Our show is an unstarry event - and no bad thing for it. Just Barbara Rafferty hamming it for the home crowd and everyone else slick and polished after weeks on tour together. And the star, after all, is the car, and it doesn't disappoint.

There's a collective gasp when it first appears amid a burst of stage fireworks, and again when it takes to the skies.

Soap stars

One night later, and the other end of the theatrical spectrum for a piece of theatre so small, so intimate and so up to the minute, you can perform it standing up in a pub. Westenders, the new live theatre soap is, like most soaps, set in a pub but the difference is that this show is also performed IN the pub.

Creator Ann Marie Di Mambro was inspired by the venue's lunchtime theatre programme - A Play And A Pie And A Pint - to which she contributed. She decided if audiences could turn out every week for a play, they could do the same for a soap.

She's persuaded several of her fellow writers from River City to help, and pulled together a cast of actors - including Andy Gray, Jonathan Watson, Juliet Cadzow, Greg Hemphill and Julie Wilson Nimmo - who've all agreed to take part for next to nothing.

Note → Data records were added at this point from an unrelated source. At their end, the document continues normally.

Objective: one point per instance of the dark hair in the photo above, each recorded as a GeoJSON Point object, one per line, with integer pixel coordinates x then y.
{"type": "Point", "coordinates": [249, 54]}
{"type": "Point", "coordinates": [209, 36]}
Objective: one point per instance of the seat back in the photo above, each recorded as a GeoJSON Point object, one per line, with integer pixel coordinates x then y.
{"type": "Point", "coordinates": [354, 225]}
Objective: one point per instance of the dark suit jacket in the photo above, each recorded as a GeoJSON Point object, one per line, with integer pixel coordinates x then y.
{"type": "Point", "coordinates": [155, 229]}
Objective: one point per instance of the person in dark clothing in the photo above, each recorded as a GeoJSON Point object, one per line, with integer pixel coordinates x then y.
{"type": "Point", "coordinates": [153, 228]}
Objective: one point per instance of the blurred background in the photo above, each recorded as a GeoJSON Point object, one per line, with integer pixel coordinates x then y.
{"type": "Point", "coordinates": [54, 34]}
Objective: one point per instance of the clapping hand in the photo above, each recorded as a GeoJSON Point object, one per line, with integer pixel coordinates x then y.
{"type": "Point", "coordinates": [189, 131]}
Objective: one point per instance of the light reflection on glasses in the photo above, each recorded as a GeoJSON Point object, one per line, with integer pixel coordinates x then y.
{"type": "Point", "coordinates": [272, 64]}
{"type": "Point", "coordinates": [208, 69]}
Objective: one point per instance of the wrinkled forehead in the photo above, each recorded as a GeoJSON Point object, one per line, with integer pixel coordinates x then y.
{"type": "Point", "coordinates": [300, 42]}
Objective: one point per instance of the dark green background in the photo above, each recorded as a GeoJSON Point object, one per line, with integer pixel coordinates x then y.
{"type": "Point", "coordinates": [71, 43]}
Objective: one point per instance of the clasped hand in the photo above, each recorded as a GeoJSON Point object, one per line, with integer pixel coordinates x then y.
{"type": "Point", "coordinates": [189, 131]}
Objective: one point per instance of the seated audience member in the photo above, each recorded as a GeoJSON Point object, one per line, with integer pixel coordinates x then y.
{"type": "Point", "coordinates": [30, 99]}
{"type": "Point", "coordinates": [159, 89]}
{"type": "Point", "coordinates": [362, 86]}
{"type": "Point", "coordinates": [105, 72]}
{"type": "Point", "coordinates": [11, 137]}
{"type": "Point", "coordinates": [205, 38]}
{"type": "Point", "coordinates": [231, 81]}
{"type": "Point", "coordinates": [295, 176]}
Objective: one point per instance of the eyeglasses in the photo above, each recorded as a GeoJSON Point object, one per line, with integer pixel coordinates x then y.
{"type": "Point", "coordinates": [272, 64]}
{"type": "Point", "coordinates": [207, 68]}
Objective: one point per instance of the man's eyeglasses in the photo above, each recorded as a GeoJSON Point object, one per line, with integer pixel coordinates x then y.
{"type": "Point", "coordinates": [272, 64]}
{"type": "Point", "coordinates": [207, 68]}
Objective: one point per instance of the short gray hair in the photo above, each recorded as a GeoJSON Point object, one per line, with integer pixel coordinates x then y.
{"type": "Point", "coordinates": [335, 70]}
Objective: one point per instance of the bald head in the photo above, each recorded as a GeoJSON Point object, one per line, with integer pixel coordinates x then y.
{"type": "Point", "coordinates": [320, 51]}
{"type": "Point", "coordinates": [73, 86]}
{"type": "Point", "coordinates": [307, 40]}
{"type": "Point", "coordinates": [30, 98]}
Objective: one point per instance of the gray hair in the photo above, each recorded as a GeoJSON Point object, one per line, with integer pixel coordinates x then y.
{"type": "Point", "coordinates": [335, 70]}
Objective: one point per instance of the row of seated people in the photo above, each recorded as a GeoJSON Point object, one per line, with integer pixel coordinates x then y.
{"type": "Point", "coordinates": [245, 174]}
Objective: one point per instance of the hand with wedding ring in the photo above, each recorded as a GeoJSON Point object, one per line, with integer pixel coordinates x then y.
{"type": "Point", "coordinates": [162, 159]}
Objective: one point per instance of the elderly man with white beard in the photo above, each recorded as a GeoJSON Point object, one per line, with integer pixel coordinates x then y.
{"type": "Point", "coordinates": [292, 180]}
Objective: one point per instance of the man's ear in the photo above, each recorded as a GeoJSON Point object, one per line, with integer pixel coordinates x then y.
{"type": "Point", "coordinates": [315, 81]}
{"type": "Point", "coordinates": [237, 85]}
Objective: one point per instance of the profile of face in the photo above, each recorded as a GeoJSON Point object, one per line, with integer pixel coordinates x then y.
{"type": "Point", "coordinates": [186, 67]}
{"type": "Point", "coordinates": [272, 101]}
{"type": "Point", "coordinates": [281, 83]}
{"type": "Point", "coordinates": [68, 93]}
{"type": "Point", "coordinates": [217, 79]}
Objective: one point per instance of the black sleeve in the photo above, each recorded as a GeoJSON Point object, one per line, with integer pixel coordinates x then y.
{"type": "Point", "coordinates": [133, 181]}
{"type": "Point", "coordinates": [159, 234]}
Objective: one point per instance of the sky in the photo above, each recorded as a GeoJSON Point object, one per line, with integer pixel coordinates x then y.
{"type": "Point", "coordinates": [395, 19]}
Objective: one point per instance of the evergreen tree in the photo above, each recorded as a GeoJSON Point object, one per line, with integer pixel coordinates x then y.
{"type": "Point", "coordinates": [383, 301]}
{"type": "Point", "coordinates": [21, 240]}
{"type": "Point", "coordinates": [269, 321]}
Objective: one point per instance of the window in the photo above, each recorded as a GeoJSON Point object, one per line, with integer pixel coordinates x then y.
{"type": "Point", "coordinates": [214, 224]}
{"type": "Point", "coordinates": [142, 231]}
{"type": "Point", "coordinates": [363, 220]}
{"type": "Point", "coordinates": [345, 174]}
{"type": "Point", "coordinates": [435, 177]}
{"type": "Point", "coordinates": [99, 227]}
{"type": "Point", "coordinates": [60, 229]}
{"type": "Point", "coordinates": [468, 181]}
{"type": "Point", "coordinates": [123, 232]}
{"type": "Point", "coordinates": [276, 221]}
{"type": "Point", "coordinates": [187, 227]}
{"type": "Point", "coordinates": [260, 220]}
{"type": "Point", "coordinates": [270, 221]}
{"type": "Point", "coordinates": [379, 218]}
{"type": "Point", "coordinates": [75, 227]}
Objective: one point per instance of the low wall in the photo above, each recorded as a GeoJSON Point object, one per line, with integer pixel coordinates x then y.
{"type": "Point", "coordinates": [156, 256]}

Set in the fictional pub The Pig and the Poke, it follows bar-owner Ruby, aspiring writer husband Rabbie, Ruby's sister Pearl, mum Beryl and others. The pub - like Oran Mor - has a kindly approach to writers and there's even a cameo for writer Alasdair Gray in episode one when he orders a whisky before launching his own book upstairs.

It was standing room only for last night's opener - and despite problems with the sound which meant many people at the back of the pub couldn't hear the show - it looks like it's hooked people in for a few more episodes.

And while there was no obvious cliffhanger at the end of last night's episode, Ms Di Mambro promises a mighty cliffhanger for episode eight (on 10 December). Enough she hopes to persuade someone somewhere to commission a second series.